Foxigod commented 3 months ago

Describe the issue The help printout from terratorch CLI seems to be inherited from the PyTorch Lightning docs but the functionality has been modified in terratorch to be inconsistent with said docs. Running terratorch fit -h produces:

[...]
  --trainer.enable_checkpointing {true,false,null}
                        If ``True``, enable checkpointing. It will configure a default ModelCheckpoint callback if there is no user-defined ModelCheckpoint in
                        :paramref:`~lightning.pytorch.trainer.trainer.Trainer.callbacks`. Default: ``True``. (type: Optional[bool], default: null)
[...]

which specifically states that a default ModelCheckpoint callback will be created if a ModelCheckpoint callback doesn't already exist in the trainer callbacks. In my experience with terratorch this doesn't actually seem to be a "default" ModelCheckpoint callback, rather it seems to monitor a specific quantity and thus doesn't save a new checkpoint when this monitored quantity doesn't improve. Looking at the PyTorch Lightning docs it seems to actually instantiate a default instance of ModelCheckpoint. However, since this is not my experience with terratorch, I have to look into the terratorch code where I find this: Screenshot 2024-08-10 at 12 45 03 Although I don't fully know how all these things interact with one another, this screenshot seems to show a configuration that is consistent with my experience with terratorch, the filename as {epoch} and the monitor quantity being set to val/loss. The filename and monitor parameters also seem to be consistent with the StateDict checkpoint that gets saved.

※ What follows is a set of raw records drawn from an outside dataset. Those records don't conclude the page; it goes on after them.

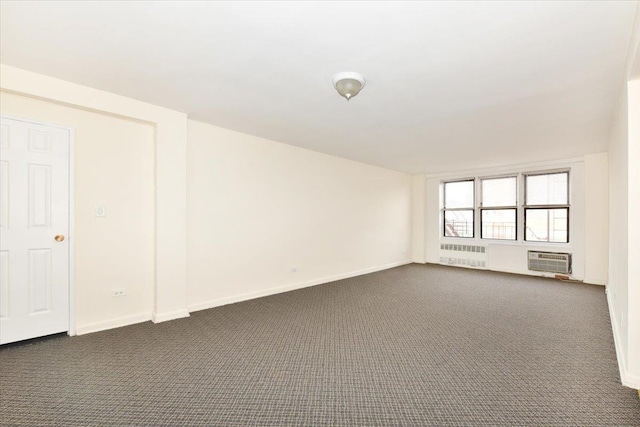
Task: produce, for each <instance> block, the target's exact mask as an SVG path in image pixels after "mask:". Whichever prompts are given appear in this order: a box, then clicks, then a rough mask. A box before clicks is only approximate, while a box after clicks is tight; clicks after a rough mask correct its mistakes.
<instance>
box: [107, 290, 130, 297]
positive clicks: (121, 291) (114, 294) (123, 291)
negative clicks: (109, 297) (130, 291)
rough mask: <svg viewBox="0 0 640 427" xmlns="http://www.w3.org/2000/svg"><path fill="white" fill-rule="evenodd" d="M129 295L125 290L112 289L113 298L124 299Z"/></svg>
mask: <svg viewBox="0 0 640 427" xmlns="http://www.w3.org/2000/svg"><path fill="white" fill-rule="evenodd" d="M126 294H127V290H126V289H125V288H114V289H111V296H112V297H123V296H125V295H126Z"/></svg>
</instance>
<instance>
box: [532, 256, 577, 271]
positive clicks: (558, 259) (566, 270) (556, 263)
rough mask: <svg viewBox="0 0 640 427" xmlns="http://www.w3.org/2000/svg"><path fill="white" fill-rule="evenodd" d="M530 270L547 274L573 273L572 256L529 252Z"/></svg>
mask: <svg viewBox="0 0 640 427" xmlns="http://www.w3.org/2000/svg"><path fill="white" fill-rule="evenodd" d="M528 268H529V270H532V271H543V272H547V273H560V274H569V273H571V254H568V253H554V252H537V251H529V252H528Z"/></svg>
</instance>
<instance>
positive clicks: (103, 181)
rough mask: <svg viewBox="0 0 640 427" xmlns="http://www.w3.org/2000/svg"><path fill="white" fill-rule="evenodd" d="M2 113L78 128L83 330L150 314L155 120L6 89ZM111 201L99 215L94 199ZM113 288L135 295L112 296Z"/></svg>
mask: <svg viewBox="0 0 640 427" xmlns="http://www.w3.org/2000/svg"><path fill="white" fill-rule="evenodd" d="M0 111H1V112H2V114H5V115H9V116H11V117H15V118H28V119H32V120H38V121H43V122H46V123H50V124H57V125H61V126H65V127H71V128H73V129H74V130H75V159H74V160H75V183H76V188H75V195H76V205H75V236H74V237H75V245H76V255H75V266H76V270H75V278H76V286H75V315H76V328H77V332H78V333H83V332H87V331H91V330H97V329H103V328H105V327H111V326H114V325H120V324H123V323H133V322H136V321H143V320H150V319H151V312H152V309H153V284H154V270H155V265H154V255H155V254H154V227H155V219H154V218H155V209H154V203H155V200H154V195H153V194H154V129H153V127H152V126H151V125H150V124H148V123H142V122H136V121H132V120H125V119H122V118H117V117H114V116H108V115H105V114H97V113H94V112H90V111H84V110H80V109H77V108H71V107H67V106H63V105H59V104H53V103H51V102H46V101H41V100H37V99H33V98H27V97H23V96H19V95H15V94H9V93H2V96H1V97H0ZM96 204H106V206H107V216H106V217H105V218H96V217H95V216H94V206H95V205H96ZM112 288H126V290H127V295H126V296H125V297H120V298H112V297H111V289H112Z"/></svg>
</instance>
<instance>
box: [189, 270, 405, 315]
mask: <svg viewBox="0 0 640 427" xmlns="http://www.w3.org/2000/svg"><path fill="white" fill-rule="evenodd" d="M411 263H412V261H411V260H405V261H398V262H393V263H390V264H385V265H382V266H378V267H372V268H366V269H364V270H358V271H352V272H349V273H343V274H336V275H334V276H329V277H323V278H321V279H314V280H309V281H306V282H298V283H293V284H291V285H285V286H277V287H275V288H269V289H264V290H260V291H256V292H247V293H244V294H239V295H233V296H231V297H224V298H216V299H212V300H208V301H203V302H198V303H195V304H190V305H189V311H199V310H206V309H208V308H214V307H220V306H222V305H227V304H234V303H236V302H241V301H247V300H250V299H255V298H261V297H266V296H269V295H275V294H279V293H282V292H288V291H294V290H296V289H302V288H307V287H309V286H315V285H320V284H323V283H329V282H335V281H336V280H342V279H348V278H350V277H355V276H361V275H363V274H369V273H374V272H376V271H381V270H387V269H389V268H393V267H398V266H401V265H406V264H411Z"/></svg>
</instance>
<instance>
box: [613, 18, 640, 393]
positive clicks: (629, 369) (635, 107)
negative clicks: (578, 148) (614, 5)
mask: <svg viewBox="0 0 640 427" xmlns="http://www.w3.org/2000/svg"><path fill="white" fill-rule="evenodd" d="M626 65H627V79H626V80H627V81H625V82H624V84H623V85H621V90H620V92H621V95H620V97H619V101H618V106H617V109H616V111H615V112H614V119H613V125H612V128H611V133H610V135H609V192H610V193H609V279H608V283H607V299H608V301H609V310H610V314H611V324H612V327H613V335H614V339H615V343H616V352H617V355H618V362H619V365H620V377H621V379H622V383H623V384H624V385H627V386H629V387H633V388H636V389H640V263H638V259H640V221H638V218H640V171H639V170H638V165H640V6H637V7H636V16H635V23H634V31H633V35H632V37H631V41H630V44H629V55H628V58H627V64H626Z"/></svg>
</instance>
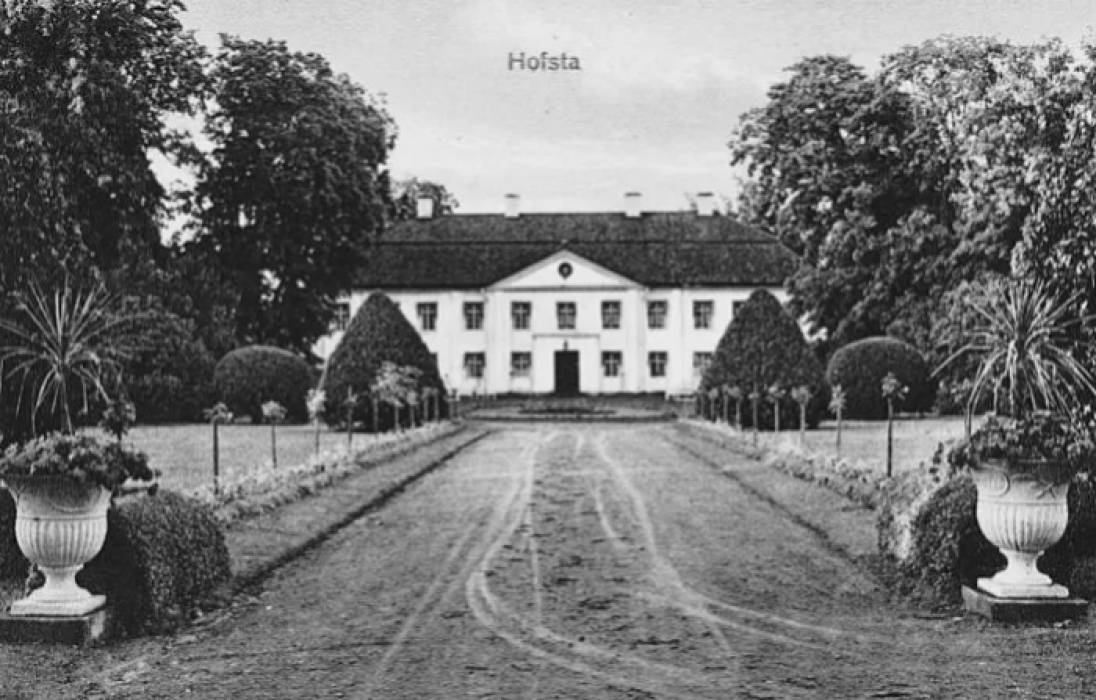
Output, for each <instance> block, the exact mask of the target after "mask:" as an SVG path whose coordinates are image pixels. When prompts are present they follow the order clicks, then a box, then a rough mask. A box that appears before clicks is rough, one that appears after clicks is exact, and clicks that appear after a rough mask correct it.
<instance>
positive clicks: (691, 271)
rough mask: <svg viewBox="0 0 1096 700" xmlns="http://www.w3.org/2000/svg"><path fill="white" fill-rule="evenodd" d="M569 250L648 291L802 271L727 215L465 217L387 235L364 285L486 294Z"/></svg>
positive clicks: (379, 244) (673, 214) (410, 225)
mask: <svg viewBox="0 0 1096 700" xmlns="http://www.w3.org/2000/svg"><path fill="white" fill-rule="evenodd" d="M559 250H570V251H572V252H574V253H578V254H579V255H582V256H583V257H586V259H587V260H590V261H593V262H595V263H597V264H598V265H602V266H603V267H607V268H608V269H612V271H614V272H617V273H619V274H620V275H624V276H625V277H628V278H630V279H635V280H636V282H637V283H639V284H642V285H644V286H648V287H677V286H689V285H693V286H779V285H783V284H784V280H785V279H786V278H787V277H788V276H789V275H790V274H791V273H792V271H794V269H795V266H796V260H795V256H794V255H792V254H791V253H790V252H789V251H788V250H787V249H785V248H784V246H783V245H780V243H779V242H777V240H776V239H775V238H773V237H770V236H767V234H766V233H763V232H761V231H757V230H756V229H752V228H750V227H747V226H745V225H743V223H741V222H739V221H737V220H734V219H733V218H729V217H723V216H712V217H699V216H697V215H696V214H695V213H692V211H672V213H671V211H664V213H646V214H643V215H642V216H641V217H639V218H627V217H625V216H624V214H621V213H608V214H523V215H521V216H520V217H516V218H507V217H504V216H502V215H492V214H471V215H467V214H455V215H448V216H442V217H437V218H434V219H429V220H409V221H402V222H400V223H399V225H397V226H395V227H392V228H391V229H390V230H388V231H386V232H385V234H384V237H383V238H381V240H380V242H378V243H377V244H376V246H375V248H374V249H373V251H370V254H369V261H368V263H367V264H366V265H365V266H364V267H363V268H362V269H361V271H359V273H358V276H357V286H358V287H365V288H380V289H393V288H421V289H441V288H456V289H468V288H482V287H488V286H490V285H492V284H493V283H495V282H498V280H500V279H502V278H504V277H506V276H509V275H512V274H514V273H516V272H518V271H520V269H522V268H524V267H527V266H529V265H532V264H534V263H536V262H538V261H540V260H543V259H545V257H547V256H549V255H551V254H552V253H555V252H557V251H559Z"/></svg>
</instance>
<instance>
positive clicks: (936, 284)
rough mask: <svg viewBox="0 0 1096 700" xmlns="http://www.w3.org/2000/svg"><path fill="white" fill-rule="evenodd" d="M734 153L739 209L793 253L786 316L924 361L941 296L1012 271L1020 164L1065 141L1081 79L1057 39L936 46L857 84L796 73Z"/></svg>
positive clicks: (815, 328)
mask: <svg viewBox="0 0 1096 700" xmlns="http://www.w3.org/2000/svg"><path fill="white" fill-rule="evenodd" d="M790 72H791V77H790V79H789V80H788V81H787V82H784V83H780V84H778V85H775V87H774V88H773V89H772V90H770V91H769V102H768V104H767V105H765V106H764V107H762V108H760V110H756V111H754V112H751V113H749V114H746V115H744V116H743V117H742V119H741V122H740V125H739V128H738V130H737V131H735V135H734V138H733V139H732V141H731V149H732V156H733V161H734V162H735V163H739V164H741V165H742V167H743V168H744V169H745V173H746V183H745V187H744V188H743V196H742V203H741V205H742V206H741V209H742V211H743V215H744V216H745V217H746V218H747V220H750V221H751V222H752V223H755V225H757V226H761V227H763V228H766V229H768V230H772V231H774V232H775V233H776V234H777V236H778V237H779V238H780V240H781V241H783V242H784V243H785V244H786V245H788V246H789V248H790V249H791V250H792V251H795V252H796V253H798V254H799V255H800V261H801V264H800V268H799V271H798V272H797V273H796V275H795V276H794V277H792V279H791V280H790V283H789V290H790V292H791V296H792V307H794V308H795V309H796V310H797V311H798V312H800V313H806V314H807V315H808V318H809V319H810V321H811V323H812V324H813V326H814V330H817V331H825V332H826V333H827V334H829V335H830V337H831V341H832V342H834V343H835V344H840V343H843V342H847V341H850V340H856V338H858V337H863V336H867V335H875V334H880V333H883V332H887V331H890V332H892V333H895V334H898V335H900V336H902V337H904V338H905V340H909V341H911V342H913V343H914V344H915V345H918V346H920V347H922V348H923V349H932V332H931V329H932V322H933V321H932V320H933V318H934V317H935V315H937V314H938V311H939V310H938V309H937V308H936V306H937V303H938V301H937V300H938V299H940V298H941V297H943V295H944V294H945V292H946V291H947V290H949V289H951V288H954V287H955V286H956V285H957V284H958V283H959V282H960V280H962V279H968V278H972V277H974V276H978V275H980V274H985V273H993V272H997V273H1000V272H1007V271H1008V267H1009V262H1011V257H1012V252H1013V249H1014V248H1015V245H1016V243H1017V241H1018V240H1019V239H1020V237H1021V231H1023V229H1024V226H1025V221H1026V220H1027V218H1028V216H1029V214H1030V210H1031V207H1032V206H1034V202H1035V192H1034V190H1035V188H1036V186H1037V183H1035V182H1032V179H1031V176H1030V174H1031V172H1032V171H1031V164H1032V162H1035V160H1036V159H1037V158H1039V157H1040V154H1043V153H1047V152H1050V151H1052V150H1053V149H1054V148H1055V144H1057V142H1059V141H1060V140H1061V138H1062V134H1063V133H1064V123H1065V119H1066V115H1068V114H1069V113H1070V110H1071V104H1072V103H1073V102H1075V101H1076V99H1077V93H1078V90H1077V85H1078V80H1077V77H1076V71H1075V68H1074V66H1073V62H1072V59H1071V57H1070V55H1069V53H1068V51H1066V50H1064V49H1063V48H1062V47H1061V46H1060V45H1059V44H1058V43H1057V42H1047V43H1042V44H1036V45H1030V46H1015V45H1012V44H1007V43H1003V42H998V41H995V39H986V38H940V39H934V41H931V42H926V43H924V44H922V45H918V46H911V47H906V48H904V49H902V50H900V51H898V53H895V54H893V55H891V56H888V57H886V58H884V59H883V62H882V67H881V69H880V71H879V73H878V74H877V76H875V77H872V78H868V77H866V76H865V74H864V73H863V72H861V71H860V70H859V69H858V68H856V67H855V66H853V65H850V64H849V62H848V61H847V60H845V59H840V58H834V57H830V56H823V57H815V58H810V59H806V60H803V61H801V62H800V64H797V65H796V66H794V67H792V68H791V70H790Z"/></svg>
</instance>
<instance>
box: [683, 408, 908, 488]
mask: <svg viewBox="0 0 1096 700" xmlns="http://www.w3.org/2000/svg"><path fill="white" fill-rule="evenodd" d="M682 425H685V426H688V427H689V428H690V429H692V432H693V433H694V434H695V435H699V436H700V437H706V436H707V437H709V438H710V437H715V436H718V438H719V439H720V443H721V444H723V445H724V446H727V447H729V448H730V449H733V450H735V451H738V452H741V454H744V455H746V456H747V457H752V458H754V459H758V460H761V461H762V462H763V463H764V464H766V466H767V467H772V468H774V469H778V470H780V471H783V472H785V473H787V474H790V475H792V477H796V478H797V479H802V480H804V481H811V482H814V483H818V484H820V485H823V486H825V487H827V489H830V490H832V491H835V492H836V493H840V494H841V495H843V496H845V497H846V498H849V500H850V501H854V502H855V503H858V504H859V505H861V506H864V507H866V508H875V507H876V506H877V505H878V504H879V503H880V502H881V500H882V496H883V494H882V487H883V482H884V481H887V480H886V478H884V477H881V475H880V474H879V473H878V470H875V469H870V468H867V467H863V466H859V464H850V463H848V462H846V461H845V460H841V459H835V458H833V457H830V456H827V455H818V454H813V452H810V451H808V450H806V449H803V448H801V447H799V446H798V445H795V444H792V443H791V441H784V443H779V444H776V445H774V444H770V443H769V444H766V441H767V440H766V441H762V443H761V444H760V445H758V446H757V447H754V446H753V440H752V438H751V437H750V435H749V433H743V432H742V431H739V429H738V428H734V427H731V426H729V425H726V424H722V423H709V422H707V421H682ZM766 435H770V434H766ZM789 435H790V434H789Z"/></svg>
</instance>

So from my point of view it seems that terratorch "blindly" inherits the documentation from Pytorch Lightning but then modifies the functionality to be inconsistent with said documentation.

To Reproduce (optional, but appreciated)

  1. Run terratorch from CLI with a config file with the trainer.enable_checkpointing option set to True and don't include any other ModelCheckpoint callback in the trainer callbacks. (This even seems to be the case for examples like sen1floods11)
  2. Notice how the saved checkpoints are inconsistent with what was expected.

Deployment information (optional) I installed terratorch by cloning the repo and running pip3 install -e <cloned_directory>. If I run git rev-parse HEAD I get the following output:

3b763912d54594f5e89092ca5999178b399c2a10

which is this commit.

Notes The issue I am raising here is not just of this specific part of the help printout from terratorch, but of the "integrity" of said printout. There might exist similar issues with other parts that I haven't encountered.

CarlosGomes98 commented 2 months ago

Hi @Foxigod . Thanks for pointing this out! Indeed it is true, the ModelCheckpoint callback which is created is not default, but has different values for filename and monitor.

In my view, this is actually the most commonly desired behaviour, so I would argue we should keep the functionality as is, but update the help message for this command if possible.

As for the possibility of there being other similar issues, all modifications to the core of the default LightningCLI are concentrated in cli_tools.py. Because of this, after checking said module, there should be no other differences, other than the 2 new arguments, predict_output_dir and out_dtype, useful for inference.

Having said that, it is a useful reminder that modifications we make to the LightningCLI class (in this case subclass), in particular when calling methods such as set_defaults, may require modifications in the documentation / help messages.